Charles Simic (Belgrado, 1938) emigró a Estados Unidos en 1954, donde reside desde entonces y se ha convertido en uno de los poetas más importantes e influyentes. Los lectores habituales de este blog ya lo conocerán, así que, sin más presentaciones, traduzco a continuación algunos de los poemas inéditos incluidos en el recién aparecido New and Selected Poems (2013).



Las cosas me necesitan

Ciudad de sillas mal amadas, de pantuflas, de sartenes,

vuelvo a ti a toda prisa

adelantando a todos los coches de la autopista,

recorro con mis brillantes faros

tus calles vacías y oscuras.



Oh seres despiadados que no podéis esperar

a ir a la playa mañana por la mañana,

¿qué pasa con las foto en blanco y negro de los abuelos

que abandonáis?

¿Y con los espejos, las plantas en las macetas y las perchas?



Muerto despertador, jaula vacía, piano que nunca he tocado,

yo seré vuestro camarero esta noche

listo para tomar nota de vuestro pedido

y vosotros seréis mis distinguidos comensales, 

cada uno con una historia que contar. 



Fantasmas persistentes

Dadme una larga noche oscura sin sueño

y visitaré cada lugar en que he vivido,

comenzando por la casa en que nací.

Me sentaré en el sombrío dormitorio de mis padres

esforzándome por oír el tictac de su despertador.

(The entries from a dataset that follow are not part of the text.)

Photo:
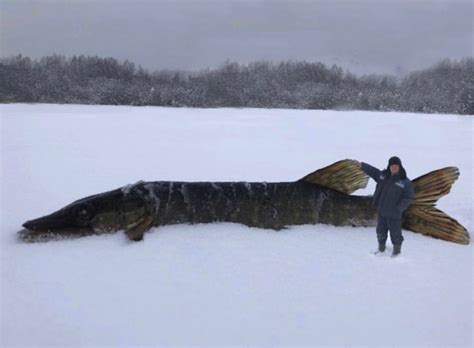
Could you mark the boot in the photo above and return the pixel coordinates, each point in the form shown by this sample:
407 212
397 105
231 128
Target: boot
397 249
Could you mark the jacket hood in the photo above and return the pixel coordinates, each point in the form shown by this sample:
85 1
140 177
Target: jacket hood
402 173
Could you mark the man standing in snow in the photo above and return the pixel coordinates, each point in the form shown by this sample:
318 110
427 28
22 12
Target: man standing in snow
393 195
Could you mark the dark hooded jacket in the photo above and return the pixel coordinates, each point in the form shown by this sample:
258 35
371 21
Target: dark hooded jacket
393 193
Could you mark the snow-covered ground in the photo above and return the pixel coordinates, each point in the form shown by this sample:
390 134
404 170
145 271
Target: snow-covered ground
226 284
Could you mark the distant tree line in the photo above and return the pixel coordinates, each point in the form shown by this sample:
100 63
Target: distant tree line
447 87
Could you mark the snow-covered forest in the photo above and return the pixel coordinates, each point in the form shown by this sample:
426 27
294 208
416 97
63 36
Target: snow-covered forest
443 88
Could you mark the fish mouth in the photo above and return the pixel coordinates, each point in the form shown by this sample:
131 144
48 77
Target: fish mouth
50 228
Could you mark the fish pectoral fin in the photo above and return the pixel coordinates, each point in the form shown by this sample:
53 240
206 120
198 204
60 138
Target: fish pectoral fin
344 176
136 231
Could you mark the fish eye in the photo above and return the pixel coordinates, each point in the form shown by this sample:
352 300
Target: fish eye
84 212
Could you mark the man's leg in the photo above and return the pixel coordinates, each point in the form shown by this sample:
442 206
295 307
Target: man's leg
382 231
395 227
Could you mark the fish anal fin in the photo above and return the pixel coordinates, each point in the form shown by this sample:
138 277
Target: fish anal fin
433 222
344 176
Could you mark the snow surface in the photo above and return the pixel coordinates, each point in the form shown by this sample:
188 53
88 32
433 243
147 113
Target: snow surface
226 284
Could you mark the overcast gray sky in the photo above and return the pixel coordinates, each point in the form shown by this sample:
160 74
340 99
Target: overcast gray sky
364 36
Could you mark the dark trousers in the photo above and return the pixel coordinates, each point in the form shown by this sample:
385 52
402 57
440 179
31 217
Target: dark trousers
386 224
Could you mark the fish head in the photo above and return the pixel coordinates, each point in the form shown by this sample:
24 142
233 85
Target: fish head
98 214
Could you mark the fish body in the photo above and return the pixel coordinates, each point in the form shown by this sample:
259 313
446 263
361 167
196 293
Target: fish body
323 196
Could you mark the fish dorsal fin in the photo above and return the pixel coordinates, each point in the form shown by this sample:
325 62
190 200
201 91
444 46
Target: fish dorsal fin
344 176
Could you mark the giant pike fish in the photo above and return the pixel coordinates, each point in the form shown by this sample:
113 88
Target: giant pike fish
322 197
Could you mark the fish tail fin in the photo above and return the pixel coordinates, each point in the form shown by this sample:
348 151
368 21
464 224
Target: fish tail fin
344 176
424 218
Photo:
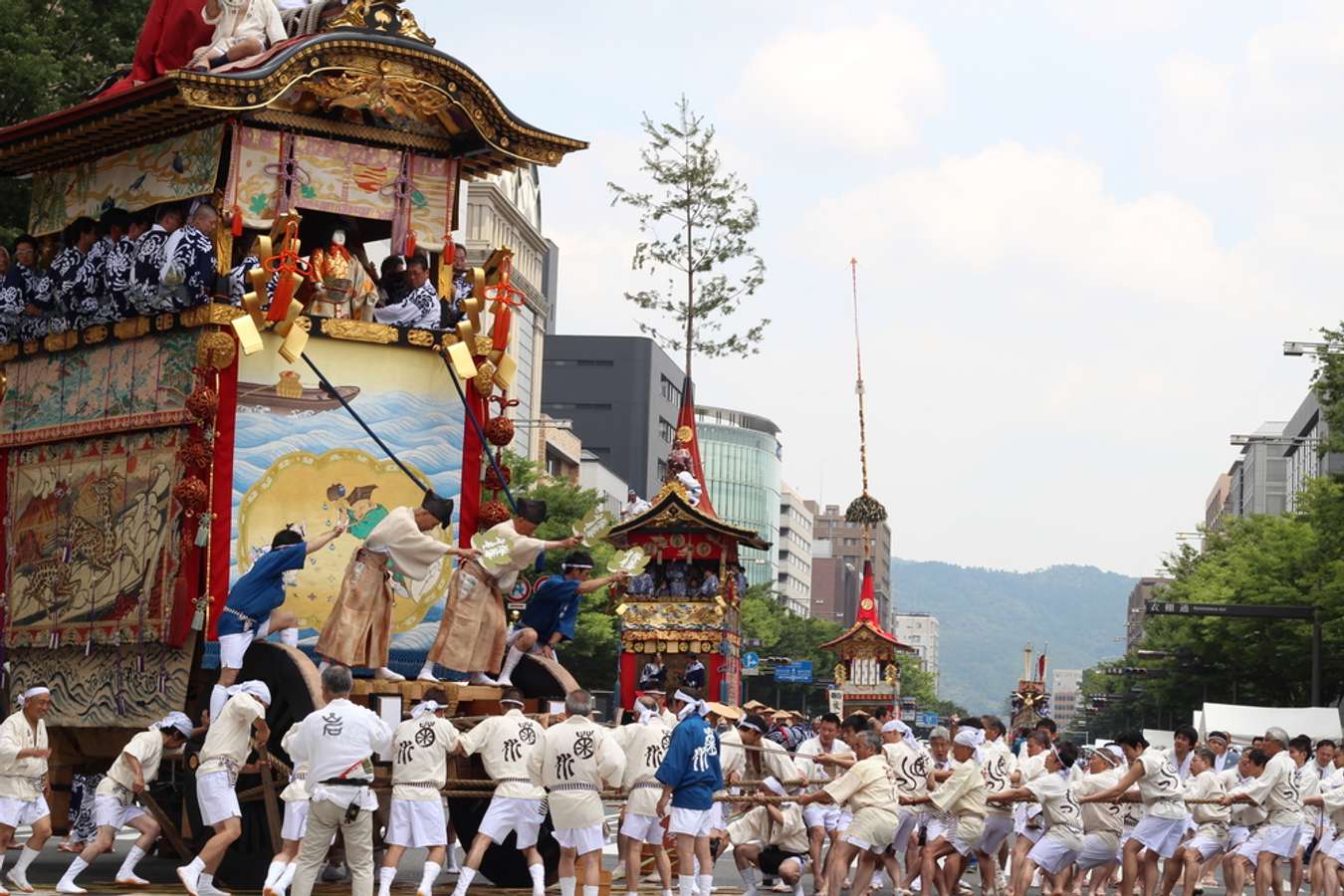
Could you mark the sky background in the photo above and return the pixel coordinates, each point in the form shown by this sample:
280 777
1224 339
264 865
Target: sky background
1083 233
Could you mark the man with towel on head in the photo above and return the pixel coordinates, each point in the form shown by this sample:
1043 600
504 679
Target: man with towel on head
23 781
419 770
472 633
518 804
114 800
222 760
359 629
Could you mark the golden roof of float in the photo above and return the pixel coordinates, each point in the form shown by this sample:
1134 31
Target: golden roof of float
376 87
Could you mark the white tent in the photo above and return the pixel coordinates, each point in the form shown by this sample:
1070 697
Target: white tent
1243 723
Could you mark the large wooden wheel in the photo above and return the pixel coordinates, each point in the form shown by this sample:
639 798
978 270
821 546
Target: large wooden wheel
295 692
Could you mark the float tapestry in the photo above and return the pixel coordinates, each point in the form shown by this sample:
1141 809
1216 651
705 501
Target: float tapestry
302 460
92 539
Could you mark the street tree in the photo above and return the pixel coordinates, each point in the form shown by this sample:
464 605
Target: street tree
696 225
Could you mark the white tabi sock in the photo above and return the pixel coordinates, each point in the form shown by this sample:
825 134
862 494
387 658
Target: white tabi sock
511 661
76 868
427 879
218 697
127 868
273 873
24 860
464 880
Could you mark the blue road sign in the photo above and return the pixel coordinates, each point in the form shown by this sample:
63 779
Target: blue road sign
795 672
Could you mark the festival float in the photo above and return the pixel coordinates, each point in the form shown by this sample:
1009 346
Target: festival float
146 462
868 673
687 599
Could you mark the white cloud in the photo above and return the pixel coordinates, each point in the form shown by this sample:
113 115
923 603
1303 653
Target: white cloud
1012 204
857 89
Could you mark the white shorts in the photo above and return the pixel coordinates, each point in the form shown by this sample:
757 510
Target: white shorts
217 796
997 831
108 811
1206 846
822 815
233 646
514 813
696 822
1052 853
296 819
909 822
1279 840
1098 849
16 811
645 829
1160 834
582 840
417 823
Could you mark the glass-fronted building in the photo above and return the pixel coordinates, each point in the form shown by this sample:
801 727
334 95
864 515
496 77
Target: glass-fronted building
741 457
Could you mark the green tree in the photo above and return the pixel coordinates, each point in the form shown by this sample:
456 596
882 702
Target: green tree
696 225
51 55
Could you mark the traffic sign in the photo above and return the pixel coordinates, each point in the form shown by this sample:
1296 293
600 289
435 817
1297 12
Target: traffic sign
797 672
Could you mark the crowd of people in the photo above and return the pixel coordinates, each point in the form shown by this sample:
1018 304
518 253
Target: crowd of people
163 261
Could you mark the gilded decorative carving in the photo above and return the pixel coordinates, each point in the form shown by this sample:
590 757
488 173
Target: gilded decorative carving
359 331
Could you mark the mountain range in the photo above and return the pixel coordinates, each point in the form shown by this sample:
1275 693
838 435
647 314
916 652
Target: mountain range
986 618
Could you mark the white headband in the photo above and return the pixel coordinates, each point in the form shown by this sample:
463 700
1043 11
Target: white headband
698 707
33 692
427 706
175 722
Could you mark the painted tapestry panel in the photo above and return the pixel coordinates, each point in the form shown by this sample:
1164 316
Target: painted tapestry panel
92 539
113 387
161 172
300 458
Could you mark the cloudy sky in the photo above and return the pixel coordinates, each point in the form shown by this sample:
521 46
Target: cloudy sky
1083 233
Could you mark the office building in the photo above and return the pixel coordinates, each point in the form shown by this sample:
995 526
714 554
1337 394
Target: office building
741 456
921 631
1066 688
844 542
794 553
621 394
506 210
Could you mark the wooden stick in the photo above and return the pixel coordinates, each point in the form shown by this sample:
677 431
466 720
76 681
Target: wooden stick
165 825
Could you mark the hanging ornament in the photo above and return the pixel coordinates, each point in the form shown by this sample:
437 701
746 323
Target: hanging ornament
492 514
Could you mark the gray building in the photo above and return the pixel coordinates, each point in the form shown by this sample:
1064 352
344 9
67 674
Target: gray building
622 395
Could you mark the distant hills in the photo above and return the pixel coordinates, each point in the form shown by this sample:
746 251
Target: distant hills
986 617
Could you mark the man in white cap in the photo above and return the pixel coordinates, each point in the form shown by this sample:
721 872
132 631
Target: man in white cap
506 742
1102 822
644 743
1275 791
337 742
223 758
868 790
419 770
574 761
23 781
771 838
820 760
113 802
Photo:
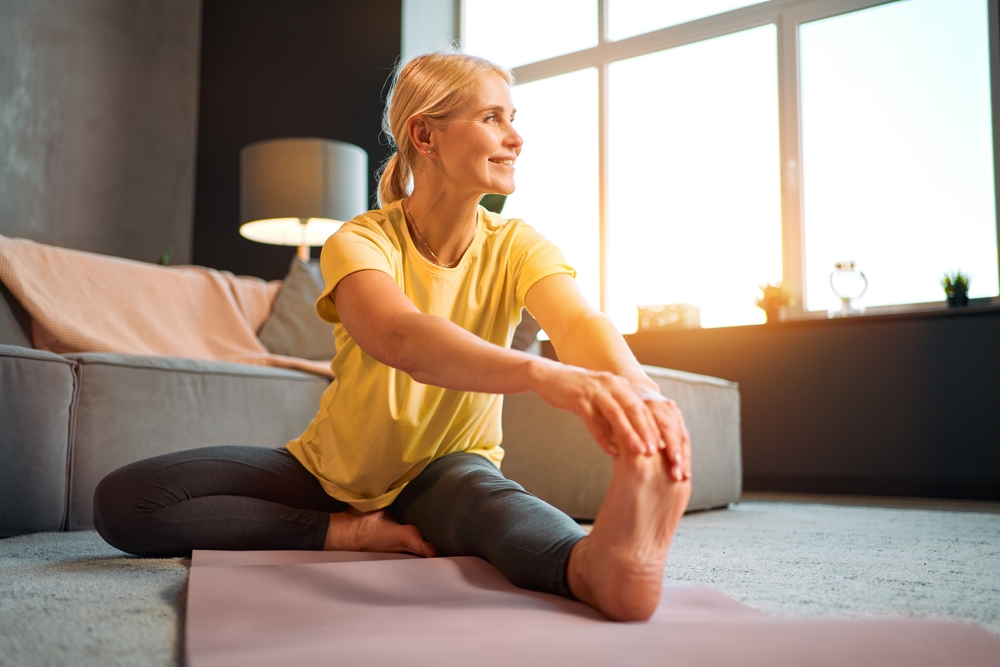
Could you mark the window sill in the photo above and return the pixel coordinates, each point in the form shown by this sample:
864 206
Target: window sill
976 307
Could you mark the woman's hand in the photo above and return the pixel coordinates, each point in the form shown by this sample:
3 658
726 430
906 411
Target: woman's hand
674 436
620 416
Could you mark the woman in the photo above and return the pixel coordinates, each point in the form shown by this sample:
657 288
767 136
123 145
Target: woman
403 454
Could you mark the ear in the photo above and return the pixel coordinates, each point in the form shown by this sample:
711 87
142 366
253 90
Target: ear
421 134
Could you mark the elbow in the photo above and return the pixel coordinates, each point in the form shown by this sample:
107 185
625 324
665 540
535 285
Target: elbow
401 349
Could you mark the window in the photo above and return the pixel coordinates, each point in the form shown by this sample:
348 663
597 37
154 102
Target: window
897 150
703 148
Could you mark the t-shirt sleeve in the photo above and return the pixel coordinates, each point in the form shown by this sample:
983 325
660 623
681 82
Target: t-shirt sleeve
354 247
534 257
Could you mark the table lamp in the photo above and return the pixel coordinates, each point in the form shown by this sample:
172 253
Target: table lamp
299 191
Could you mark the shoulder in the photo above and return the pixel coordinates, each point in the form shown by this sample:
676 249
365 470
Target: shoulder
513 231
378 227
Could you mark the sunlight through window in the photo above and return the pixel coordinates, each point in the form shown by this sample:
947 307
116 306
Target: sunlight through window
695 210
898 150
556 175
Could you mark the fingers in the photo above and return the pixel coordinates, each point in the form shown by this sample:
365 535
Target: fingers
630 428
675 435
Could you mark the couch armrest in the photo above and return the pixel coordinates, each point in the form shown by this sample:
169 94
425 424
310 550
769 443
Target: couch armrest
36 424
134 407
551 453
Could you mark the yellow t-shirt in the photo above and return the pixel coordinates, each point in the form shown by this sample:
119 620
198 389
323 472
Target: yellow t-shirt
377 428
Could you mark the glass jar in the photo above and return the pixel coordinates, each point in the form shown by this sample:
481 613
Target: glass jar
849 283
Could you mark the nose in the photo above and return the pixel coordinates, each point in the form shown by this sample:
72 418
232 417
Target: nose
513 140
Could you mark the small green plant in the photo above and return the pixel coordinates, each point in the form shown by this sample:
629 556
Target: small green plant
774 297
955 283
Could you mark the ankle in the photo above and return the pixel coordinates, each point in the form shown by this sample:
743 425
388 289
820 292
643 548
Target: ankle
341 532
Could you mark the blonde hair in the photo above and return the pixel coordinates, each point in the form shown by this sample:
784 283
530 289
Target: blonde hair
434 85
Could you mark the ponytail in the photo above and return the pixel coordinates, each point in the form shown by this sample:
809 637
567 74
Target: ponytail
395 180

  Deambularé por el viejo barrio buscando a mis amigos,

entraré en los patios abarrotados de basura donde los árboles

parecen lisiados de guerra con muletas,

me detendré junto al tocón del árbol alrededor del que mi abuela

hacía correr sin cabeza a gallos y gallinas.



  Un gato negro surgirá de entre las sombras

para restregarse contra mi pierna

y hacerme saber que será mi guía esta noche

en esta calle de edificios derruidos,

rostros perdidos y unos pocos fantasmas persistentes. 



 

La soledad en los hoteles

A los que vas para esconderte de todo el mundo

en una ciudad a la que la gente va por otras razones,

en una habitación con un cartel de No Molestar

colgado de la puerta día y noche

mientras te sientas en ropa interior

mirando fijamente la pantalla apagada del televisor durante horas



esperando a que pase la medianoche para escurrirte

tras el mostrador de recepción y visitar

algún turbio antro del vecindario

donde tomar una cerveza o dos y comer algo

y después un paseo por las calles oscuras y desiertas

sin prisa ni dirección alguna



  antes de regresar a la cama al amanecer

para tumbarte despierto a escuchar la lluvia

mientras las hojas del otro lado de la ventana

adquieren el color del fuego, ese fuego que leíste

que comenzó un muchacho en la iglesia

para impresionar a su pálida y silenciosa novia.